Some differences were especially clear between the 2 cohorts. The patients in the FCR cohort who were older (age ≥70 years), had, on average, more outpatient visits (OR for emergency department visit, 1.14), and a greater likelihood of an emergency department visit or a hospitalization stay (OR for hospitalization, 1.50) than the patients in the BR cohort.

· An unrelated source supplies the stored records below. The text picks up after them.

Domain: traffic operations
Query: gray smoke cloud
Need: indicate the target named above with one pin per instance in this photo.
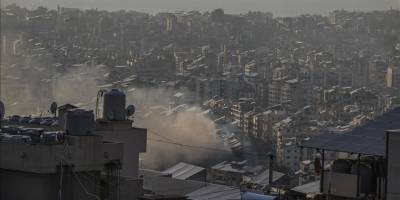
(30, 89)
(168, 122)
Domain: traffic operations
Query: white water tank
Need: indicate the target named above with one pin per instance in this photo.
(79, 122)
(114, 106)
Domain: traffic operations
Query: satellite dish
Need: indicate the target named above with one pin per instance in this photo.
(130, 110)
(53, 108)
(2, 110)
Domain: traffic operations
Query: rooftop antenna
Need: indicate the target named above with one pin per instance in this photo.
(130, 110)
(2, 112)
(53, 109)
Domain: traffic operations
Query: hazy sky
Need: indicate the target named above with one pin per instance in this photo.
(278, 7)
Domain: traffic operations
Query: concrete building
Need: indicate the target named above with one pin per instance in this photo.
(42, 161)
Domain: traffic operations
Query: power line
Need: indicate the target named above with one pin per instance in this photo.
(173, 142)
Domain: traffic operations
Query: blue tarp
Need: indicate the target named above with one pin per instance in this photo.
(254, 196)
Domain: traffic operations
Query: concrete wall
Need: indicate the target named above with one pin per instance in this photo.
(393, 176)
(134, 139)
(22, 186)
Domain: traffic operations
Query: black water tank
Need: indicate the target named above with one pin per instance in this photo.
(114, 106)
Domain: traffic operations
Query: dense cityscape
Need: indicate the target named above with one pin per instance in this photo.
(229, 100)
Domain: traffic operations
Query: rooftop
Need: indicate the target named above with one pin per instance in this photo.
(183, 170)
(367, 139)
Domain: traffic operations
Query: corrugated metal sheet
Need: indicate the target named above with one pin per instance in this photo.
(367, 139)
(183, 170)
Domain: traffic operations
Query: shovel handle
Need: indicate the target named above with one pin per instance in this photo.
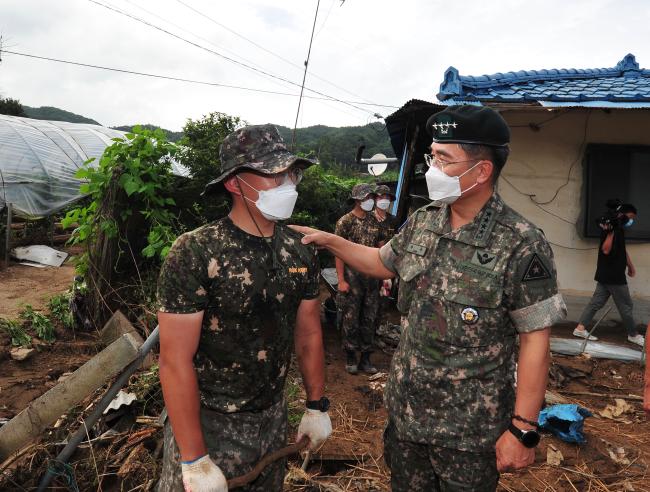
(266, 460)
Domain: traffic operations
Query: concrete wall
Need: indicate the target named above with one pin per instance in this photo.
(539, 164)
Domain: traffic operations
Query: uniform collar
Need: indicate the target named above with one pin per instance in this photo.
(477, 232)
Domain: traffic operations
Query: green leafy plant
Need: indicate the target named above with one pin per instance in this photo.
(60, 309)
(16, 331)
(40, 323)
(140, 165)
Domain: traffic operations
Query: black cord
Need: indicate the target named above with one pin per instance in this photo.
(580, 151)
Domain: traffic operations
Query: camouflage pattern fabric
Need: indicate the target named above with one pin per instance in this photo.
(434, 468)
(258, 148)
(465, 295)
(249, 289)
(235, 442)
(358, 308)
(387, 227)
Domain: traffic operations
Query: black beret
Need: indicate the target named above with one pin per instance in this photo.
(469, 124)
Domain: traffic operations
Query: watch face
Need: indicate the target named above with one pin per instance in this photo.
(530, 438)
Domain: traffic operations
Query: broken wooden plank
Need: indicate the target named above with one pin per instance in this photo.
(42, 412)
(119, 325)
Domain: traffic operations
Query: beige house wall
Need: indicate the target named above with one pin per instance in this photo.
(539, 164)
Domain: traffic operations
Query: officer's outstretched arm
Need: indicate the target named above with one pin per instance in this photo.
(363, 259)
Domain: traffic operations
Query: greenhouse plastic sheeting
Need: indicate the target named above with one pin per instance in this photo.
(38, 161)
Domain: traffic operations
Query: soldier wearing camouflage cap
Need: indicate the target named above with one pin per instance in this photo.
(475, 278)
(383, 197)
(235, 296)
(358, 295)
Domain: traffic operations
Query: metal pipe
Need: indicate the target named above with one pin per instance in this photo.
(122, 379)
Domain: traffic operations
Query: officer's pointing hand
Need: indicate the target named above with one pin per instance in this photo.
(202, 475)
(316, 425)
(512, 454)
(312, 236)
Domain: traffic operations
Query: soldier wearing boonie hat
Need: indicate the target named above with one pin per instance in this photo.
(358, 295)
(475, 276)
(234, 298)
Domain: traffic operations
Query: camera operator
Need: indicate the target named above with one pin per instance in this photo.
(610, 272)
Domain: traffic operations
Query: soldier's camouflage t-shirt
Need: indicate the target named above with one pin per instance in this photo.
(365, 231)
(249, 301)
(465, 294)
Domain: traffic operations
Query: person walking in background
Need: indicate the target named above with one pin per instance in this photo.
(358, 295)
(613, 260)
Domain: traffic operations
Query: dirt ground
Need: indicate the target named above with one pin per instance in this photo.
(614, 458)
(21, 284)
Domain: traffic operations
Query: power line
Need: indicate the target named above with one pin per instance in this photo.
(165, 77)
(257, 45)
(304, 77)
(232, 60)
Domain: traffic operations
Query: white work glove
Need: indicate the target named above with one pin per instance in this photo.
(202, 475)
(316, 425)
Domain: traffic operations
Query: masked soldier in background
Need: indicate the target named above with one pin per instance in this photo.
(475, 279)
(358, 296)
(387, 222)
(234, 297)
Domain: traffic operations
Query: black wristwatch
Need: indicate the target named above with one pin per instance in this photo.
(529, 438)
(323, 404)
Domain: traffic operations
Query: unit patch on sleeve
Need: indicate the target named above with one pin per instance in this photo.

Overall, these results suggest that the healthcare utilization among patients with CLL who continue to use the BR regimen is significantly lower than the healthcare utilization of patients who use the FCR regimen long-term. Furthermore, patients aged ≥70 years who received treatment with the FCR regimen had significantly more hospitalizations, outpatient visits, and visits to the emergency department than those who received treatment with the BR regimen.
These results support the use of BR as an effective and safe chemoimmunotherapy option for elderly patients with CLL in the era of novel agents and immunotherapies.